Mea Culpa -- Sadly I Was Spun by that Skilled Spinner, Sen. Schumer

By David North on August 8, 2010

I must admit that I was more than a little naive when I wrote a blog entitled "A Double Whammy in That Appropriations Bill" regarding last week's Senate vote on a supplemental appropriation bill involving both border enforcement and higher fees for the H-1B and L-1 visas.

"Some of the funding," I wrote, "for the additional enforcement – will come from discouraging nonimmigrant worker programs, a small-scale double whammy."

Very small scale, in turns out.

While noting that Sen. Charles Schumer (D-NY) was offering a comparatively minor bit of money in order to open the way for a large amnesty, I fell for the concept that the senator was proposing in terms of limitations of the H-1B and the L-1 nonimmigrant worker programs, both heavily utilized by American employers. Upon examination of the actual text of the bill, and a discussion with the nation's leading expert on H-1B, Prof.

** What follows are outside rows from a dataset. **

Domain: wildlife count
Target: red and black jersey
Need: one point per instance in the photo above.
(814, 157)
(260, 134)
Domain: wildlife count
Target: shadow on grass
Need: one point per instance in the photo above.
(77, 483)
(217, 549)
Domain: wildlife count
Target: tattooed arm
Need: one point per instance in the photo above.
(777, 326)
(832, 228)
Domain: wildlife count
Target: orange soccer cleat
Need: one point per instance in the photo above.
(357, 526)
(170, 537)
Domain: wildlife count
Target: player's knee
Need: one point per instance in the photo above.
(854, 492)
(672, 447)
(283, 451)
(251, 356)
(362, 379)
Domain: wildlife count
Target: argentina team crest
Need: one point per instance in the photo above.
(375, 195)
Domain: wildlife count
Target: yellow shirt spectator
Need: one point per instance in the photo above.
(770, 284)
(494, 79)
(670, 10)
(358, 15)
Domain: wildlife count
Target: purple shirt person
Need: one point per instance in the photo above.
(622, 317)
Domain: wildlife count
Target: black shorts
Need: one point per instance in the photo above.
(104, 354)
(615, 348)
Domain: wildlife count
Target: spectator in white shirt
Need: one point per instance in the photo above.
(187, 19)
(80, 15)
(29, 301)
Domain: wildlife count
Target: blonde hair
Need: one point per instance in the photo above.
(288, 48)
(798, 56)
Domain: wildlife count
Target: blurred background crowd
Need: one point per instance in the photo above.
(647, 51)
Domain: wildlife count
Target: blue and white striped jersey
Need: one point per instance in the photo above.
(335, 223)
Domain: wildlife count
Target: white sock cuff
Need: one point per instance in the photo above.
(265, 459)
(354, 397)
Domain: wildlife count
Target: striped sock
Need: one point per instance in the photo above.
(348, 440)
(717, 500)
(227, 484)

Norm Matloff of UC-Davis, I found out the following:

1) Very few employers of H-1B and L-1 nonimmigrant workers will be touched by the bill which requires an extra $2,250 fee for some H-1B workers, and $2,000 for some L-1s. Only those employers with both 50 or more H-1B workers, AND with 50 percent or more of their staff with H-1B visas would be covered by the higher fees.

These employers, mostly firms based in India, often operating as bodyshops (i.e., employment agencies rather than real employers) were unhappy about the legislation as a Wall Street Journal article pointed out – but that is only a tiny bit of the story.

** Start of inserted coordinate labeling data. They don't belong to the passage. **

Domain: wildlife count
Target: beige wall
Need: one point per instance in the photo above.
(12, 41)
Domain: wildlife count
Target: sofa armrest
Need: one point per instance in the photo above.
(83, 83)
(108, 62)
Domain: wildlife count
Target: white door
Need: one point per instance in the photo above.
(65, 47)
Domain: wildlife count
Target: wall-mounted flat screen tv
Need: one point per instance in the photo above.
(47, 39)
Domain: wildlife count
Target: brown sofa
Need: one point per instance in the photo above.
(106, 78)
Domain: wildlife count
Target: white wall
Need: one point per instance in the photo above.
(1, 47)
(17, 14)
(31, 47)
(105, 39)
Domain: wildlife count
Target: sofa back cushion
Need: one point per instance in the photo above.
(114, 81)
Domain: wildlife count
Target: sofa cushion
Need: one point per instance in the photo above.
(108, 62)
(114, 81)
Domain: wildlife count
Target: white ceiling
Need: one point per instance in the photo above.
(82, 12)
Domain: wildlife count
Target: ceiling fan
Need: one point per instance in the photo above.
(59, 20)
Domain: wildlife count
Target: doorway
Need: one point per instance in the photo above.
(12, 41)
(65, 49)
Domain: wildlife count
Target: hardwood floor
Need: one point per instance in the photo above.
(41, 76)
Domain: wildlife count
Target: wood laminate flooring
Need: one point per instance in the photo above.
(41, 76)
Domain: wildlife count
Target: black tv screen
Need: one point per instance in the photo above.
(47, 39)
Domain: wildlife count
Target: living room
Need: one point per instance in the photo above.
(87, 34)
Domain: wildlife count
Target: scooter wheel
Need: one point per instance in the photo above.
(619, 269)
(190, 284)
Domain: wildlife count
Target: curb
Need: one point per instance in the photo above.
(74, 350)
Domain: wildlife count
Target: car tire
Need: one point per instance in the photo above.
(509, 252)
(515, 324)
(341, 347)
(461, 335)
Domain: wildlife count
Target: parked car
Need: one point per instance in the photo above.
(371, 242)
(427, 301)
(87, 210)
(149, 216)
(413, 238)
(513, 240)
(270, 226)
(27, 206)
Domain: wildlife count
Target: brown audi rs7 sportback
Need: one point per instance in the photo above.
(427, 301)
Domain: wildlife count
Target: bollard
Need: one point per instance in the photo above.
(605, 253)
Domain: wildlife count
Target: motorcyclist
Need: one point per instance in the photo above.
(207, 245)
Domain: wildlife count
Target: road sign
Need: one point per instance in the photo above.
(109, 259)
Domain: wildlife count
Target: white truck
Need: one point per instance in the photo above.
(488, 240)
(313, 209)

"Last year," according to a Washington Post story, "out of 121,000 H-1B visas issued by the U.S., Indian companies got only 12,000 visas."

In addition, the demand for these visas has dropped sharply as a result of the weakened economy. While usually at this time of the year the next fiscal year's quotas are more than filled, as of July 30 there were only 38,900 applications against the available 85,000 H-1B visa slots. (Of these, 65,000 are for all eligibles, and another 20,000 are set aside for those with master's degrees.)

So . . . not many employers will be paying the extra $2,250 fee, and over a six-year time span, the maximum for H-1s, that comes to less than $400 a year. (Employers like the program because it allows them, in fact, to pay less for imported workers than they would have to pay were they to face the American labor market.)

2) The other missing element of the story, as Professor Matloff explained:

The legislation is based on the premise that the main abusers of H-1B are the Indian bodyshops, and that the Intels and Microsofts use the program responsibly. This is absolutely false. But it has been the strategy of the lobbyists from Intel/Microsoft/et al. from the beginning, and this legislation is a VICTORY for them. It's not a coincidence that the author is Schumer.


He concluded: "I consider the bill to actually be a loss, not a gain, as it gives Congress [an image of being able to] 'declare victory and go home' on the H-1B issue, washing its hands of the whole thing."

All perfectly true. As one who has written recently about the need to get more federal money from the migration process, such as this report for CIS, I guess I was swept up by the idea that the Senate had actually voted to raise visa fees for at least some of these nonimmigrant workers.